Alors où est le problème ? Le problème réside dans l’historique malsain d’une administration qui a toujours fonctionné aux « ismes » négatifs : népotisme, clientélisme et favoritisme. Et puisqu’on parle de Lamiae Boutaleb et de Mohamed Sajid, le problème est aussi dans le fait que le RNI et l’UC traînent derrière eux une longue réputation de ces « ismes ».

Il est donc naturel que les plus grands soupçons naissent si un marché est attribué à un(e) proche RNI de la ministre RNI. Et, suite logique, tout le monde s’est élevé contre ce qui a été qualifié de « isme ». Un démenti a été publié, accordons lui crédit, et attendons la suite.

Et quelle serait cette suite ? Si elle doit consister à critiquer tout ce qui se fait et à éreinter tous ceux qui font, au prétexte qu’ils sont indélicats, ou incompétents, ou clientélistes ou autres, nous verserions dans un nihilisme dévastateur pour un pays qui a besoin de tous ses cadres et dirigeants, de quelque


bord soient-ils.

La solution est, encore et toujours, dans la transparence, la communication et, le cas échéant dans la justice. Nous sommes là face au problème éternel de la morale et de l’éthique. Le philosophe français Michel Onfray a eu l’expression juste en préconisant de « ne pas faire de l’argent l’horizon indépassable de toute éthique et de toute politique ». Cela devrait s’appliquer au Maroc.

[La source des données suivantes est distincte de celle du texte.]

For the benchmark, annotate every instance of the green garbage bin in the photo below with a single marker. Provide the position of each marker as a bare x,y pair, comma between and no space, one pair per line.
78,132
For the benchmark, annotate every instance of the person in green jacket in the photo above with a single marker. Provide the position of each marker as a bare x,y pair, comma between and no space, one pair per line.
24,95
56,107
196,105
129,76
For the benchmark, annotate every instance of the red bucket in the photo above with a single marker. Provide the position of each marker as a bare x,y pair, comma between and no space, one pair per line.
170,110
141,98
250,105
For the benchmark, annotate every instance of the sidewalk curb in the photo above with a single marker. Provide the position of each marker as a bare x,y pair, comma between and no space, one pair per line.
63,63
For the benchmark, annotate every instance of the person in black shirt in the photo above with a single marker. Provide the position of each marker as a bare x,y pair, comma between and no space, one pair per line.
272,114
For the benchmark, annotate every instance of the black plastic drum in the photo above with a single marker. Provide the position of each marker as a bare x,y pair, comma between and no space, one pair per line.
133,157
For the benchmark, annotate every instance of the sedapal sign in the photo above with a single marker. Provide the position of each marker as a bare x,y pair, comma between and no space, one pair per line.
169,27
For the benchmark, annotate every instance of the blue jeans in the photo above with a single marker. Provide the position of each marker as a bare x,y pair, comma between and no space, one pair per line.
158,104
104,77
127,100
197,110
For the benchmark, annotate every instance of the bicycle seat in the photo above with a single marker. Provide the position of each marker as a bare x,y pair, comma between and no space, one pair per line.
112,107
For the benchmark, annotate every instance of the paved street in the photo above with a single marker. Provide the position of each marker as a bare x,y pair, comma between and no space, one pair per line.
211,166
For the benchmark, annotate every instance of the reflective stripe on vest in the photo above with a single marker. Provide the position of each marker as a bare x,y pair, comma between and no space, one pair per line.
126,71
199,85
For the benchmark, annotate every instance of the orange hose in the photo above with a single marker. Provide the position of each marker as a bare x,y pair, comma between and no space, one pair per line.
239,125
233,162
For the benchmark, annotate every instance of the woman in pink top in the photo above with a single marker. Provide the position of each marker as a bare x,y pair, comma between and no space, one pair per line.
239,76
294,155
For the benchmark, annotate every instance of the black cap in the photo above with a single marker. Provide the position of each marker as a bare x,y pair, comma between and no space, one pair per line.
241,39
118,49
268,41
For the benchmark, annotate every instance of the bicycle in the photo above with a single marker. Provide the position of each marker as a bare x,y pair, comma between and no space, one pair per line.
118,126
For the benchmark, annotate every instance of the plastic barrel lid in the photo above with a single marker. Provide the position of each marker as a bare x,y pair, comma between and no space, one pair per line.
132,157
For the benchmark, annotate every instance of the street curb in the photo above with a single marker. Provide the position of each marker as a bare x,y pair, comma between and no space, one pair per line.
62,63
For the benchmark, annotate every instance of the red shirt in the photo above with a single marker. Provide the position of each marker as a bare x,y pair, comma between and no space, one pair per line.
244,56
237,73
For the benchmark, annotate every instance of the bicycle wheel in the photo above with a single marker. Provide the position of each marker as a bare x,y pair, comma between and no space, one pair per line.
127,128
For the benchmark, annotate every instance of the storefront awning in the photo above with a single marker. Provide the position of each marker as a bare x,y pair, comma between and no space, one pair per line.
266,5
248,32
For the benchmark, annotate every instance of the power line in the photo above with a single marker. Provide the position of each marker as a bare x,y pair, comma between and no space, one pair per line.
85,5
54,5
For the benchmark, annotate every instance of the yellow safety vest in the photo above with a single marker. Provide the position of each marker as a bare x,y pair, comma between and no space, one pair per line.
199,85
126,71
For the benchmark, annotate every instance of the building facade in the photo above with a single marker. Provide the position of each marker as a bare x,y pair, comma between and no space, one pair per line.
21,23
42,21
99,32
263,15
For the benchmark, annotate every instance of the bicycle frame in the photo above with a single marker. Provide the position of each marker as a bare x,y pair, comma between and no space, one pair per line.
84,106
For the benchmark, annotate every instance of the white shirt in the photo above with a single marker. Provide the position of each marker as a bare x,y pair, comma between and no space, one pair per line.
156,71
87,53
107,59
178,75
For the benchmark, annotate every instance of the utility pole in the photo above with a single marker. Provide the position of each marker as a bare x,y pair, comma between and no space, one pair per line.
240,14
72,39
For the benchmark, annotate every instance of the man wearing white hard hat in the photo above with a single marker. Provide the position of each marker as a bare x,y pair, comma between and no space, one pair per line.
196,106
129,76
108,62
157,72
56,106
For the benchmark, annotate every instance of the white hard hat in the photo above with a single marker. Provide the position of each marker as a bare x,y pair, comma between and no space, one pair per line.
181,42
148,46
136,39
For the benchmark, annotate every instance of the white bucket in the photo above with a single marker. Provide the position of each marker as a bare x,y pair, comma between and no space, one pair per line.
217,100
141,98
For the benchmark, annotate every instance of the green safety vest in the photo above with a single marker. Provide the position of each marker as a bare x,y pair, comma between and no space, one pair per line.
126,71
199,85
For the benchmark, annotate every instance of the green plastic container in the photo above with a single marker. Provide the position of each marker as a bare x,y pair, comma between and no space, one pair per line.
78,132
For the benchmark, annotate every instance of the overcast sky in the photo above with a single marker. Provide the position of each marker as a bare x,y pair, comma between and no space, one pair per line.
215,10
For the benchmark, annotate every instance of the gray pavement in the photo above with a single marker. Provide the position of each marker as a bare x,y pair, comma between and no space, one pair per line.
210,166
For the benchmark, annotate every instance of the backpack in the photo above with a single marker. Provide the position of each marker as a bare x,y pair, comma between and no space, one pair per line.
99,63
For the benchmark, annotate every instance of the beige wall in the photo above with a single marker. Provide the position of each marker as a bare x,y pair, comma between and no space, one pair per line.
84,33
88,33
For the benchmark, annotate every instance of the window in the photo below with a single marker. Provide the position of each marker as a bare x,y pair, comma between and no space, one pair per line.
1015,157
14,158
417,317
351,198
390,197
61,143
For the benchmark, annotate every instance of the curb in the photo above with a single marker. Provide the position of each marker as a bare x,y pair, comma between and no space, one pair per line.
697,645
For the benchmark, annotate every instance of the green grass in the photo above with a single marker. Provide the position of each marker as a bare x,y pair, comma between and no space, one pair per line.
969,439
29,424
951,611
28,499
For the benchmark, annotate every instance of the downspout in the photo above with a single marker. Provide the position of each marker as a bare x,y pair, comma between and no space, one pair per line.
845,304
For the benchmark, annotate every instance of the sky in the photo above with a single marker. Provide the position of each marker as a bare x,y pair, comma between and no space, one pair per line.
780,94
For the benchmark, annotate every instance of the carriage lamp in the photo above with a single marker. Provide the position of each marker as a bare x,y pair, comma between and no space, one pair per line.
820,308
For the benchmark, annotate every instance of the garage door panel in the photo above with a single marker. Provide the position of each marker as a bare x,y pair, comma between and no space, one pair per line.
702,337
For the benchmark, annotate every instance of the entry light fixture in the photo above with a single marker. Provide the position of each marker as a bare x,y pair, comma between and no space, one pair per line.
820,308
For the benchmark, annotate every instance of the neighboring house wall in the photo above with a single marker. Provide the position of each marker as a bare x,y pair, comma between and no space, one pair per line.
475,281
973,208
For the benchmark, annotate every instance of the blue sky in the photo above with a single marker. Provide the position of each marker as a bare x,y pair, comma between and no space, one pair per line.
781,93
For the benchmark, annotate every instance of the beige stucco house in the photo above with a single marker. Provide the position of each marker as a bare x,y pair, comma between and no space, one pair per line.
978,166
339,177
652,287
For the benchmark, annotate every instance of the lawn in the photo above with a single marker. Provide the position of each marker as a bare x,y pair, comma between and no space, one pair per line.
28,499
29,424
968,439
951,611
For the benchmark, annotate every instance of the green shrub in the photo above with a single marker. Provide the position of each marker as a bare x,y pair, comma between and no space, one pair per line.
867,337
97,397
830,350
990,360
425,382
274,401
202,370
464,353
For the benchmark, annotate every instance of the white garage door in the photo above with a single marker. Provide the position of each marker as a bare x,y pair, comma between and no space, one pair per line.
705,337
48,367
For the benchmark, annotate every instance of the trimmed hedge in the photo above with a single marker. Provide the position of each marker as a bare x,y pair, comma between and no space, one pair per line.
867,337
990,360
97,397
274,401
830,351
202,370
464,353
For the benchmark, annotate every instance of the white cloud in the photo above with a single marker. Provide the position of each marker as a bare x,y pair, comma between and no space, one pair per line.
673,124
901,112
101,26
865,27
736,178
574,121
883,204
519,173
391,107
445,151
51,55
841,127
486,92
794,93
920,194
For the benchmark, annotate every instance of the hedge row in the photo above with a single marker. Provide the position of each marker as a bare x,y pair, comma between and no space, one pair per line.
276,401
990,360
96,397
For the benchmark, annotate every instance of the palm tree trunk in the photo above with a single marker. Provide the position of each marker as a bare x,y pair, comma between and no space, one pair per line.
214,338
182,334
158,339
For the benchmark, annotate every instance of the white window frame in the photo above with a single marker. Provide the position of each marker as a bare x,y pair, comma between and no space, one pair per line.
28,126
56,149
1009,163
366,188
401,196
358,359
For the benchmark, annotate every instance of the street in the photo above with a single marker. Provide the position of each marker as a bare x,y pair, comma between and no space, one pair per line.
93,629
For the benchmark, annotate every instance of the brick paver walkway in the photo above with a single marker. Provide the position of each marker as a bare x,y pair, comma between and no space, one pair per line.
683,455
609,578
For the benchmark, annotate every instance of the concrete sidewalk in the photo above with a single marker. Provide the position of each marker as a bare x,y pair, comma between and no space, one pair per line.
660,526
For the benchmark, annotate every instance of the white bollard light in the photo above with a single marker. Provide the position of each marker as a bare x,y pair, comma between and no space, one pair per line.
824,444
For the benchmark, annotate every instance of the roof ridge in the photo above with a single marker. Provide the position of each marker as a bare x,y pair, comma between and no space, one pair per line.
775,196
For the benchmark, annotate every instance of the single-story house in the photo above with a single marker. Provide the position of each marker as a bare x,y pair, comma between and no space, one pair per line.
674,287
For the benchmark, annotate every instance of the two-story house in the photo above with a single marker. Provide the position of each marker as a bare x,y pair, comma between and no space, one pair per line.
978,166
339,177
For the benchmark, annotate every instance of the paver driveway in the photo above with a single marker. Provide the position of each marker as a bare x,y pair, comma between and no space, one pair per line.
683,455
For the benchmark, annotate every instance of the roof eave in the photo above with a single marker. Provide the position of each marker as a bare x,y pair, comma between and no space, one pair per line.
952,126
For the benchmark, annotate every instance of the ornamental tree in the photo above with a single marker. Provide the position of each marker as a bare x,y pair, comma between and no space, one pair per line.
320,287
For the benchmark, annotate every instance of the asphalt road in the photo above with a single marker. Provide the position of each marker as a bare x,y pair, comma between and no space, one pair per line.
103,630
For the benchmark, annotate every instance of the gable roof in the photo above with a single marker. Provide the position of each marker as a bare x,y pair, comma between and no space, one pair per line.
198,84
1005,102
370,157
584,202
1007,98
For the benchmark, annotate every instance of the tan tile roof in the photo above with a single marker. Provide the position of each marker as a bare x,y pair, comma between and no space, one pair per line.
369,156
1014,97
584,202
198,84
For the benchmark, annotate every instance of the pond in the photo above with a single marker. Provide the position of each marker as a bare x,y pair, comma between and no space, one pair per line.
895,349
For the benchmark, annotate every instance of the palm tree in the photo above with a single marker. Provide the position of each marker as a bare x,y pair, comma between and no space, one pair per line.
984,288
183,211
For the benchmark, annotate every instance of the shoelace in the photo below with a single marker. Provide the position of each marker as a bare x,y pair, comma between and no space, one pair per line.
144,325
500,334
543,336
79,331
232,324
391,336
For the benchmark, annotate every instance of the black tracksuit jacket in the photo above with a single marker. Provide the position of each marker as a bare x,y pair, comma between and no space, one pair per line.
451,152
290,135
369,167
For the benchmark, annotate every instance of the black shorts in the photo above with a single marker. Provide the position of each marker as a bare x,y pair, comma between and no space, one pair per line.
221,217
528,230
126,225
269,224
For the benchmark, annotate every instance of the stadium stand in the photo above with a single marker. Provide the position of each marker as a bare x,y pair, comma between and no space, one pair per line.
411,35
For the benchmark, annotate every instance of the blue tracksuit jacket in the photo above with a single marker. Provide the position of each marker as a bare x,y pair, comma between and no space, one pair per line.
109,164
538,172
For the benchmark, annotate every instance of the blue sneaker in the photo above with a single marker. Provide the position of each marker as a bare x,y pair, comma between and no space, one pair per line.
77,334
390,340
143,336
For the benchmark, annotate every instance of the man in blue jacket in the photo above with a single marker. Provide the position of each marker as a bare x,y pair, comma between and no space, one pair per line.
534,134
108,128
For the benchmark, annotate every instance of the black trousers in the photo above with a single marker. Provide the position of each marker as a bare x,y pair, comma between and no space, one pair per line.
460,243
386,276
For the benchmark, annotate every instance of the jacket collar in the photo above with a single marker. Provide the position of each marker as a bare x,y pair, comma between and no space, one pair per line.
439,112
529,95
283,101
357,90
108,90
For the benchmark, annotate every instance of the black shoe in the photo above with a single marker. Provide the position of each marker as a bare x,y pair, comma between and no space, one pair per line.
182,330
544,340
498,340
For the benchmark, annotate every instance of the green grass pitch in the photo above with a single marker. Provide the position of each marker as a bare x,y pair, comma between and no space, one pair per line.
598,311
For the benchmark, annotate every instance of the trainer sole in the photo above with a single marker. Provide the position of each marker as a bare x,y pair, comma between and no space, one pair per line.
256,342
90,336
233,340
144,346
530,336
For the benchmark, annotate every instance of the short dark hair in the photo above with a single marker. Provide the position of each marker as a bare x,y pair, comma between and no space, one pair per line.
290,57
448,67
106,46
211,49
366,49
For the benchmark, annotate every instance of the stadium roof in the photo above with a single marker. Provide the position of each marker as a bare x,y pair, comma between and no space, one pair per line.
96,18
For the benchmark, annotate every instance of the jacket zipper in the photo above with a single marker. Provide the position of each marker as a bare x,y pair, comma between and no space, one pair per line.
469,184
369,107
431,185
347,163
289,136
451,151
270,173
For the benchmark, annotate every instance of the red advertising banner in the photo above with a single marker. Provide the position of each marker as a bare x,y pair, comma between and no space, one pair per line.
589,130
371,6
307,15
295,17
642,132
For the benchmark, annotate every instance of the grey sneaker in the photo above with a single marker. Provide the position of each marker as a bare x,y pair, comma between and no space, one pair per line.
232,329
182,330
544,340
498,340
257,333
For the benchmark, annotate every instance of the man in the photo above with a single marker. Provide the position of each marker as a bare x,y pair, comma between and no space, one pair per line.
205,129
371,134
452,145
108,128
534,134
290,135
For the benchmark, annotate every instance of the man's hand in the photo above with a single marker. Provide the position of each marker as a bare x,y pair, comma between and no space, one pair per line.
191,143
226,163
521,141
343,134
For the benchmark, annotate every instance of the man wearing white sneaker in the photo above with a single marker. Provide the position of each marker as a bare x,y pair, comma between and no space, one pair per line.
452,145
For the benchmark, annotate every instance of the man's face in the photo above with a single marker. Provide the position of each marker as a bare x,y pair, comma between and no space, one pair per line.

Mais dans notre pays, le rapport à l’argent a de tous été inscrit sous le signe de la méfiance et de la défiance. Un riche est soit un héritier, soit un indélicat (corrompu ou autres) soit un suppôt/support du makhzen ; il est donc systématiquement vilipendé. Et c’est d’autant plus paradoxal qu’en cette époque qui est la nôtre, le matérialisme est roi et tout le monde aspire à disposer du plus de moyens possibles…  tout en s’en prenant, systématiquement, aux nantis.

Or, les temps changent et les mœurs évoluent. Le royaume souhaite s‘inscrire comme puissance régionale et continentale. Pour cela, il faut d’abord se réconcilier avec soi-même et ses riches et ensuite savoir accepter tous ceux qui ont quelque chose à apporter. Il est important de se défaire de la conception latine, héritée du colonialisme, consistant à ériger une muraille entre le pouvoir et l’argent, pour adopter la démarche anglo-saxonne, où argent et pouvoir peuvent coexister, sous l’œil vigilant de la justice.

Au Maroc, pays confluent de plusieurs cultures et civilisations, il faut savoir se donner les moyens de la réussite, régionale et continentale, et pour cela, il ne faut pas hésiter à se défaire du carcan traditionnaliste arabo-musulman ou latino-catholique, où l’argent et les riches éveillent toujours les soupçons.  Il ne faut pas hésiter à mettre au point un système qui soit le nôtre.

Mais la justice doit être là, et la confiance aussi. Et surtout le renoncement à la défiance systématique. Il est nécessaire que d’un côté, l’opinion publique (médias en veille et réseaux sociaux qui surveillent) accepte que des entrepreneurs soient aux commandes, que de l’autre, les responsables politiques aient le sens de l’éthique, du devoir et de la morale, n’hésitant pas limoger les indélicats et que, enfin, le glaive de la justice s’abatte sur tous ceux qui faillent à leurs devoirs.

Le Maroc ne s’en porterait que mieux, bien mieux que de sacrifier à la condamnation réflexe et au reproche systématique de gens qui ont atteint ce que la plupart des autres recherchent.